5
votes

GNU assembler appears to have some means of controlling the alternative forms of the opcode being emitted for some instructions. E.g.

.intel_syntax noprefix
mov   eax, ecx
mov.s eax, ecx

Processing the above code with as test.s -o test.o && objdump -d test.o -M intel gives the following disassembly:

0:   89 c8                   mov    eax,ecx
2:   8b c1                   mov    eax,ecx

We can see that .s suffix appears to switch 89 opcode to the 8b version (and appropriately change the ModRM byte).

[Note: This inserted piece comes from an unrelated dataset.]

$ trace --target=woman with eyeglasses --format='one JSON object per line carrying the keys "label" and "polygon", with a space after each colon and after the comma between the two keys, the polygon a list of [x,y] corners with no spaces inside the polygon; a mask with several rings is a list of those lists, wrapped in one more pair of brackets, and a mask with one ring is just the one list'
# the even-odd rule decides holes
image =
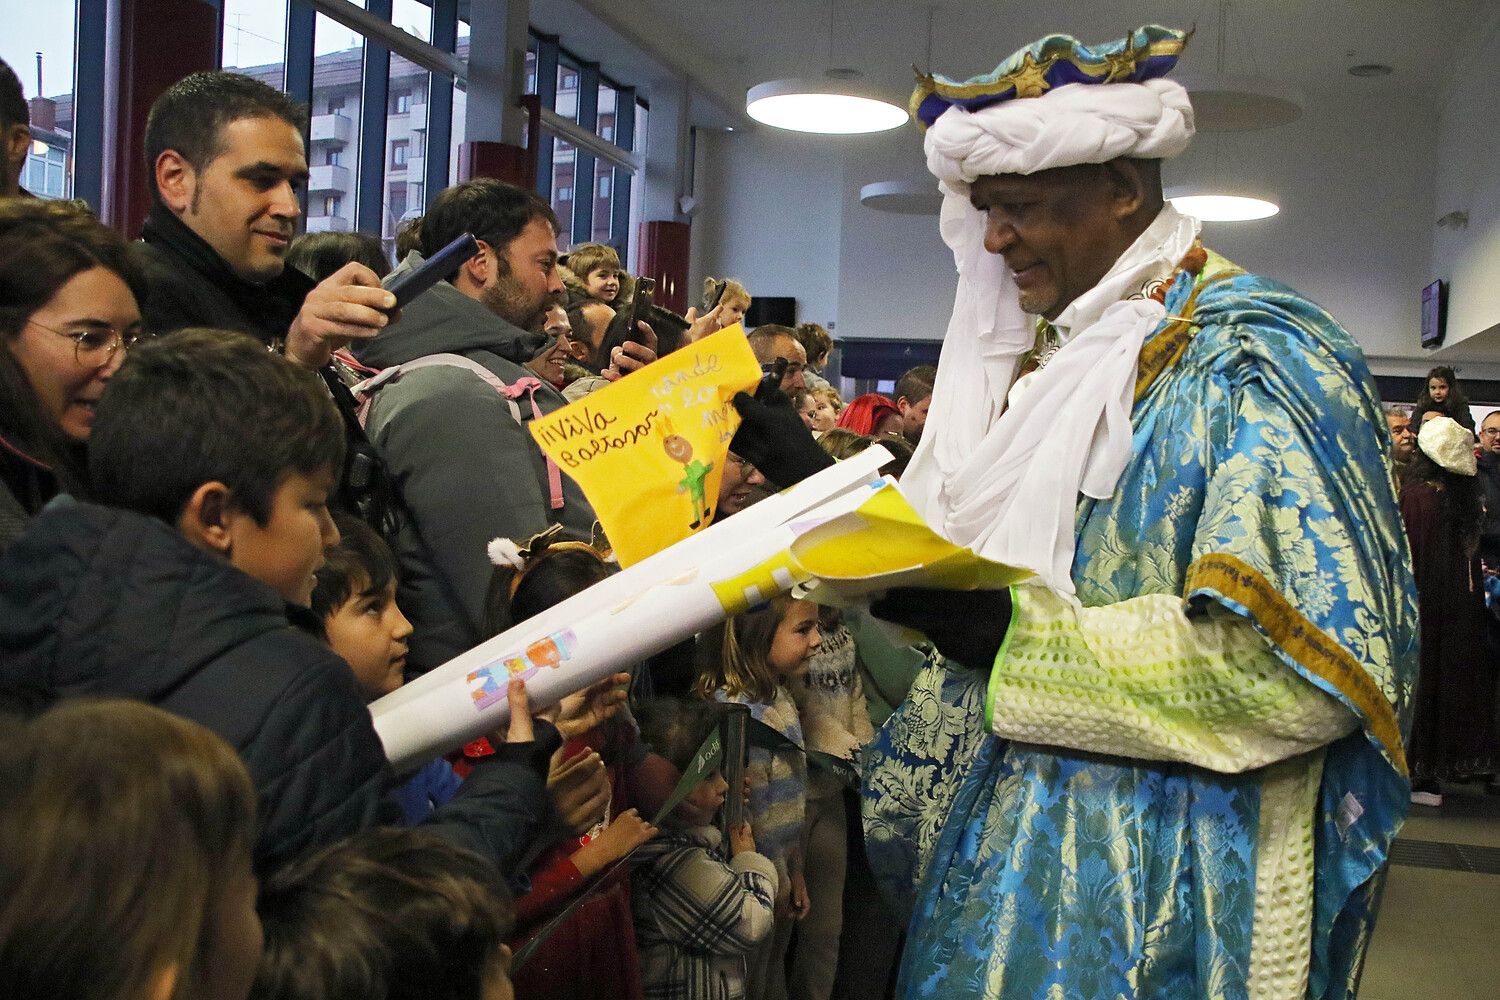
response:
{"label": "woman with eyeglasses", "polygon": [[88,495],[94,408],[140,334],[125,241],[77,202],[0,199],[0,551]]}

How does this syntax work in GAS? I can't find any relevant documentation.

1
As worded, this is technically off topic because you're asking for a link to docs instead of directly asking for more details about how they work. (Which you could do in a way that would make a summary + link to docs a good answer). Anyway, good question, it should stay open even though it bends the rules, IMO.Peter Cordes
@Mogsdad: rephrased it to be on-topic, and voted to reopen.Peter Cordes

1 Answers

3
votes

As of Binutils 2.29 the instruction suffixes are now deprecated in favor of pseudo-prefixes. You can find the older suffixes documented in the GNU Assembler (pre-2.29) info pages. Earlier info as pages say this:

9.15.4.1 Instruction Naming

[snip]

Different encoding options can be specified via optional mnemonic suffix. .s suffix swaps 2 register operands in encoding when moving from one register to another. .d8 or .d32 suffix prefers 8bit or 32bit displacement in encoding.

Documenting the new pseudo prefixes, Binutils 2.29 (and later) info as pages were revised to read:

Different encoding options can be specified via pseudo prefixes:

  • {disp8} – prefer 8-bit displacement.
  • {disp32} – prefer 32-bit displacement.
  • {load} – prefer load-form instruction.
  • {store} – prefer store-form instruction.
  • {vex2} – prefer 2-byte VEX prefix for VEX instruction.
  • {vex3} – prefer 3-byte VEX prefix for VEX instruction.
  • {evex} – encode with EVEX prefix.